Unlocking American Research Dominance: Opportunities and Chokepoints in AI for Science

By: Aaron Bartnick

AI could revolutionize scientific research and power a second century of American leadership, but only if we can overcome gaps in interdisciplinary talent, data accessibility, algorithm development, and computational resources.

Why it matters: Recent advances in AI could rapidly accelerate innovation in fields from agriculture and energy to materials science and cell biology. It could be possible to read and digest every single publication in almost any field, capture that knowledge in a single system, discover patterns across complex datasets, then make predictions with unrivaled visibility and test them through automated experimentation that improves repeatability. This could revolutionize the pace and scale of scientific discovery, ensuring America continues to lead the world in advanced technologies.

The challenge ahead: To realize the promise of AI for Science, CMU research shows we need to address four key chokepoints:

Interdisciplinary expertise at the intersection of AI and a given scientific field.
Access to machine-readable publications and underlying experimental data.
Algorithmic advances to move from identifying correlations in this data to discovering causal relationships.
Computational and energy resources necessary to run such algorithms.

Of these, the two most important bottlenecks specifically for scientific research are limited interdisciplinary expertise and access to publicly available, machine-readable data.

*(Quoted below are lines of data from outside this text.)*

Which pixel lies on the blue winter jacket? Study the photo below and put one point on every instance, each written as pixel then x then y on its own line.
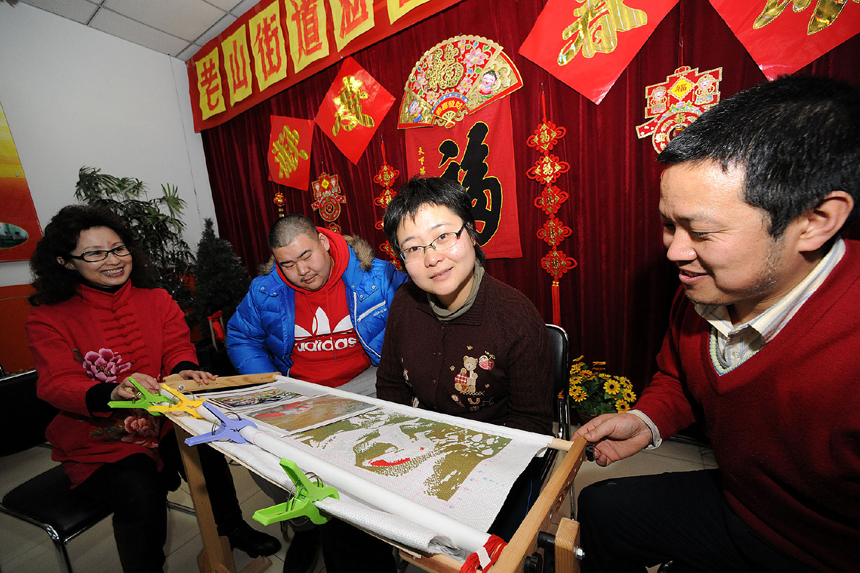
pixel 261 333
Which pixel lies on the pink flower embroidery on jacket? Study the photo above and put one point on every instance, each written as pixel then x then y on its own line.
pixel 104 365
pixel 142 430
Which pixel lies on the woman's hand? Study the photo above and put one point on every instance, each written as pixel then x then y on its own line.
pixel 127 391
pixel 198 376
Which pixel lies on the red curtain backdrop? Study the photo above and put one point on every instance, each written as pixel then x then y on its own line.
pixel 614 305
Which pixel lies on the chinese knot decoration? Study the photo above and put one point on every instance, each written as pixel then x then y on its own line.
pixel 327 199
pixel 546 171
pixel 676 103
pixel 385 177
pixel 280 201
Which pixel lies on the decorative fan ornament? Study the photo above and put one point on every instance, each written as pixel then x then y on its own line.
pixel 546 171
pixel 327 199
pixel 456 77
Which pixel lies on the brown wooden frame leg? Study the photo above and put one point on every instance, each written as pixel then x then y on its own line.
pixel 216 557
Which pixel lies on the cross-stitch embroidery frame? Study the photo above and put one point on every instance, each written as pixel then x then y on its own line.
pixel 217 557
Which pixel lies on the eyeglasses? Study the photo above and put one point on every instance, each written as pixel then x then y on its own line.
pixel 98 256
pixel 442 243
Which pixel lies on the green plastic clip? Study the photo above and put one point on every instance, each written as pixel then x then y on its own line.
pixel 183 404
pixel 302 504
pixel 144 401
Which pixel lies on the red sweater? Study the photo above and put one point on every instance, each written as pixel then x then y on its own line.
pixel 785 424
pixel 98 337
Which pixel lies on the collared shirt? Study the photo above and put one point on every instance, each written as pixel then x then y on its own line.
pixel 730 346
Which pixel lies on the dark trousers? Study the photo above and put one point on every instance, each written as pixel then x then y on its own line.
pixel 137 494
pixel 628 524
pixel 347 549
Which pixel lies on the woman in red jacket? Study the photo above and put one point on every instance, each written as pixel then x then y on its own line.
pixel 98 321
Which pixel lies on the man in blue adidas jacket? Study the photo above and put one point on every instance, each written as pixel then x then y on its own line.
pixel 319 314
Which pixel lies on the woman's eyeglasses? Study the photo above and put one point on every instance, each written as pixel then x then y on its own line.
pixel 97 256
pixel 442 243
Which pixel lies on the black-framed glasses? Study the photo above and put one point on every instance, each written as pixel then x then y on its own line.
pixel 98 256
pixel 442 243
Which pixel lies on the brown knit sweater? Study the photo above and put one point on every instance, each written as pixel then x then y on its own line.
pixel 492 364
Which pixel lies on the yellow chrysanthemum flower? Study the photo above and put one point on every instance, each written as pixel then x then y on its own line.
pixel 611 387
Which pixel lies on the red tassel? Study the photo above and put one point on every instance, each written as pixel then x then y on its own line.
pixel 217 327
pixel 494 547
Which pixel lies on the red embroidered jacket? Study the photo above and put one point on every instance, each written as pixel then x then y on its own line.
pixel 98 337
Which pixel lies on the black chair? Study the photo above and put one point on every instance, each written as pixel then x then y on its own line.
pixel 561 378
pixel 47 500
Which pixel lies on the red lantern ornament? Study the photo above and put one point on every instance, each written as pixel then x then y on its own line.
pixel 280 202
pixel 327 199
pixel 386 177
pixel 676 103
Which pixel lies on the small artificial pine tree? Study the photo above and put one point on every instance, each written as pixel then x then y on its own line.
pixel 220 277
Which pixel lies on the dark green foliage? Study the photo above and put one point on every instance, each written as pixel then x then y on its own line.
pixel 220 277
pixel 157 233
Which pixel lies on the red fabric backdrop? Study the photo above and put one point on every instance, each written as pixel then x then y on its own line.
pixel 614 305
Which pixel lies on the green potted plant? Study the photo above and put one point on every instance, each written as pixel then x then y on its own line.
pixel 155 223
pixel 594 392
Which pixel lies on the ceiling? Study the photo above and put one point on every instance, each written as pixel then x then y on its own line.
pixel 178 28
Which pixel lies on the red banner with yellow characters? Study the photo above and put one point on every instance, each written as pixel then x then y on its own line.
pixel 783 36
pixel 588 43
pixel 477 152
pixel 352 109
pixel 278 43
pixel 289 155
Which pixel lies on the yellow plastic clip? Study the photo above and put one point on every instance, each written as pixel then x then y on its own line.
pixel 182 404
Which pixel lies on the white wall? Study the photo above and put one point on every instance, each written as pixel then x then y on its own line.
pixel 78 97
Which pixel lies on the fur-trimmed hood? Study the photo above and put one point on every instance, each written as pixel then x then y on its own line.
pixel 362 249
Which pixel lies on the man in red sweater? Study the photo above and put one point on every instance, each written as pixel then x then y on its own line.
pixel 763 347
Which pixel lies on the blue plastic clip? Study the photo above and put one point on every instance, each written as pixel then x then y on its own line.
pixel 229 429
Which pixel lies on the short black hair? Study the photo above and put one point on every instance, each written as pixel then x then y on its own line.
pixel 285 230
pixel 53 282
pixel 797 139
pixel 420 191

Interdisciplinary expertise: Scientists spend years developing expertise in a particular field or method, and often prefer to leverage that expertise rather than pursue additional training in AI. Funding interdisciplinary PhD programs in areas with specific industry or national security applications — particularly those located in industrial hubs that might otherwise struggle to attract and retain top talent — could help build this new generation of scientific leadership.
Accessible data: Many scientific data sets are either (a) far smaller and more complex than those used to train chatbot and deep learning models, or (b) in formats that are not machine-readable and would take untold hours to make usable. And all scientific disciplines suffer from barriers that limit data sharing across researchers and institutions, including paywalls limiting AI’s ability to access journal articles and institutions limiting access to proprietary datasets. Working with Congress and leading corporations to establish data accessibility standards and offset the costs of opening scientific journals to AI (and the public) could help unlock these valuable resources.

Algorithmic development and access to compute, energy, and capital are also important constraints on applying AI to scientific research. But we have thus far found these bottlenecks are generally no worse for scientific applications than for broader AI use cases.

What we’re doing: Carnegie Mellon is joining with federal agencies and partners across national labs, academia, and industry to spearhead an initiative to build a national network of AI-enabled autonomous experimentation laboratories. The university has begun convening scholars from across the country and is working in partnership with a major U.S. technology company to quantify the scale of these bottlenecks, identify cost-effective solutions, and provide more detailed recommendations to leaders across government, industry, and academia.

The bottom line: If we can address several key chokepoints — most importantly, developing an interdisciplinary workforce and making data more accessible — AI can help ensure America’s continued global dominance in scientific discovery and innovation.